## Some experiments with how well theaters are doing over time

We'll count how many theatres in each country had any showings for each date sampled.

This demo works with the entire showings dataset. Each operation takes about 20 seconds with 48 CPUs.

In [None]:
%%time

import os
import sys

sys.path.append('..')

from movies_dask_bag.movie_reader import TheatersReader, MoviesReader, ShowingsReader

work_dir = os.environ.get('SLURM_TMPDIR', '.')
data_dir = '{}/json'.format(work_dir)
file_pattern = '{}/*/*'.format(data_dir)

showings_reader = ShowingsReader(file_pattern)
theaters_reader = TheatersReader(file_pattern)

Count the showing records gives an indication of how long operations will take.

In [None]:
%%time

showings_reader.count

We'll hash the data by theatre, country, and date stamp and count the frequencies for each combination.

In [None]:
%%time

# Hashing scheme for the bins: "theater_id||country||date_stamp"

def theater_hash(movie):
    return "{}||{}||{}".format(movie['theater_id'], movie['country'], movie['date_stamp'])

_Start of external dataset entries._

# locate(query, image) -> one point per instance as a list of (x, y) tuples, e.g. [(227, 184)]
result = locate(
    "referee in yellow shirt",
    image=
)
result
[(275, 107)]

frequencies = showings_reader.bag.map(theater_hash).frequencies().compute()
frequencies[:10]

In [None]:
len(frequencies)

Now we can create a nested structure that we'll use to create a dataframe to count how many theatres had showings for each date sampled. 

In [None]:
country_date_stamps_counts = {}
countries = set()
date_stamps = set()

for frequency in frequencies:
    (theater_id, country, date_stamp) = frequency[0].split("||")
    countries.add(country)
    date_stamps.add(date_stamp)

    country_counts = country_date_stamps_counts.get(country, {})
    count = country_counts.get(date_stamp, 0) + 1
    country_counts[date_stamp] = count
    country_date_stamps_counts[country] = country_counts

countries = sorted(list(countries))
date_stamps = sorted(list(date_stamps))

In [None]:
country_date_stamps_counts

Create the dataframe ...

In [None]:
import pandas as pd
import numpy as np

columns = date_stamps
df = pd.DataFrame(columns=columns, dtype=np.int64)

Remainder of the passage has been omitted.